The Williams Companies, Inc.
Williams Communications Group, Inc.
Secretary, U.S. Securities and Exchange Commission
450 Fifth Street, N.W.
Washington, D.C. 20549-0609
Re: SEC Proposed Rule for Audit Committee Disclosure, File No. S7-22-99
Dear Mr. Katz:
I am writing on behalf of The Williams Companies, Inc. and Williams Communications Group, Inc., each of which is a public company whose common shares are listed on the New York Stock Exchange. We appreciate this opportunity to comment on the Commission's proposal to require additional disclosure related to audit committees.
While we support the Commission's goal of enhancing the reliability and credibility of financial statements of public companies, we are concerned that several of the proposals may have the practical effect of subjecting audit committee members to an increased risk of litigation and personal liability and therefore of discouraging qualified individuals from accepting or continuing appointments to audit committees. To the extent potential members of audit committees are discouraged from accepting such assignments, the net result will be detrimental to the goal of enhancing the reliability of credibility of financial statements.
The Audit Committee Report
We believe that the "negative assurance" requirement of proposed Item 306(a)(4), particularly when taken together with the NYSE's proposed financial literacy requirements, will be argued by litigious plaintiffs to have raised the responsibility of audit committee members for the integrity of a company's financial statements to that of experts on a par with the responsibility of company management and outside auditors. We do not believe that audit committee members should be put in a position where they could be charged with this level of responsibility. We also believe that only a company's management and its outside auditors have the requisite in-depth understanding of the company's financial situation and accounting expertise to fulfill this kind of responsibility.
The Audit Committee Charter
We believe that developing an audit committee charter can be a helpful means for an audit committee to establish a set of goals and priorities for conducting the work of the committee, including its expectations of how company management and the outside auditors will work with the committee in assuring the integrity of the company's financial statements and reporting systems. We also believe, however, that the practical effect of proposed Item 7(e)(3) may be argued by litigious plaintiffs to elevate the charter to the status of a legal commitment compliance with which would have to be defended in court. This would particularly be the case were there to be a requirement to disclose any failure to comply with the charter. We submit that as a consequence the proposal will drive committees either not to establish a charter or to devise one that is as generic as possible.
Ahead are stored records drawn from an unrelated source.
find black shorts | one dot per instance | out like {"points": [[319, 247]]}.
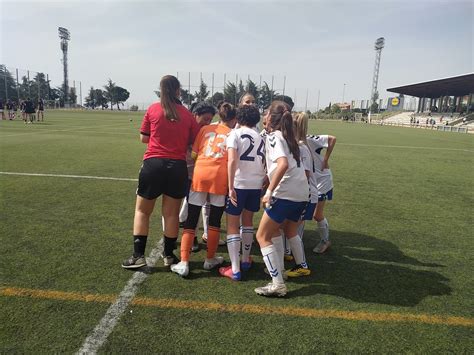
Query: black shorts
{"points": [[162, 176]]}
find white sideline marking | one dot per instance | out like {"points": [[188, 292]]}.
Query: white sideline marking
{"points": [[68, 176], [406, 147], [103, 329], [61, 130]]}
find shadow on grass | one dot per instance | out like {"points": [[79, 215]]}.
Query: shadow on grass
{"points": [[369, 270]]}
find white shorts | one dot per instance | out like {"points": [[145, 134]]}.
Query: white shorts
{"points": [[201, 198]]}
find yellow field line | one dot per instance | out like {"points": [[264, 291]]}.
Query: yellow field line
{"points": [[243, 308]]}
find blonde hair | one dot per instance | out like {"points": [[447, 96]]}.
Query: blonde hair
{"points": [[300, 120]]}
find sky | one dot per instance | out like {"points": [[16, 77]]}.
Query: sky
{"points": [[309, 47]]}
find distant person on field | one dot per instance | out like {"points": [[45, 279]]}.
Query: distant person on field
{"points": [[167, 128], [29, 111], [2, 109], [10, 106], [40, 109]]}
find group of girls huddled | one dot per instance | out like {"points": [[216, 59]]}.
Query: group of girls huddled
{"points": [[231, 167]]}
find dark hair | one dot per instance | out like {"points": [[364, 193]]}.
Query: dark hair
{"points": [[227, 112], [244, 95], [204, 107], [281, 119], [169, 87], [248, 116]]}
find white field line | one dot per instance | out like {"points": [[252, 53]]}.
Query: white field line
{"points": [[68, 176], [102, 330], [57, 130], [406, 147]]}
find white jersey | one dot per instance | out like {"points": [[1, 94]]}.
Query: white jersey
{"points": [[250, 147], [294, 184], [324, 177], [308, 164]]}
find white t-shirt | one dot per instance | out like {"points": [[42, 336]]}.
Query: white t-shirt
{"points": [[308, 164], [294, 184], [250, 147], [324, 177]]}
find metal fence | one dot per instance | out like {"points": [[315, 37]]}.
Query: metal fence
{"points": [[19, 84]]}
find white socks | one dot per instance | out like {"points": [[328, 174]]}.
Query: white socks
{"points": [[270, 257], [247, 240], [280, 250], [298, 250], [301, 229], [233, 246], [323, 227]]}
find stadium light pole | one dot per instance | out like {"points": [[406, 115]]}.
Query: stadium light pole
{"points": [[379, 44], [65, 36]]}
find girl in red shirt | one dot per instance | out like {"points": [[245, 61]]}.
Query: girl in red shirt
{"points": [[167, 128]]}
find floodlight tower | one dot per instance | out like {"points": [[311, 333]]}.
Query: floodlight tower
{"points": [[379, 44], [65, 36]]}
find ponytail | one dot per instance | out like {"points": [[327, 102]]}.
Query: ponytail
{"points": [[281, 119], [169, 86], [289, 135], [227, 112]]}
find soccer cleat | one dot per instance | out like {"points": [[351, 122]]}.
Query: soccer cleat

We note that in making its proposal the Commission has stated that it does not intend for the proposal to subject companies or their directors to increased exposure to liability under the federal securities laws or to create new fiduciary standards for directors under state corporation law. We do not believe, however, that the proposed safe harbor goes far enough to implement this statement of intention.
With the safe harbor limited to some but not all of the new disclosure requirements, we believe that there will inevitably be litigation over the proper interpretation of those provisions not included within the safe harbor. We therefore suggest that the safe harbor include all of the new disclosures. We also suggest that the Commission's intention would be furthered by including the statement of intent within the new rules themselves instead of only in the accompanying release. Finally, we believe that it would be appropriate for the Commission to make violations of the new rules subject only to enforcement action by the Commission but not to private actions.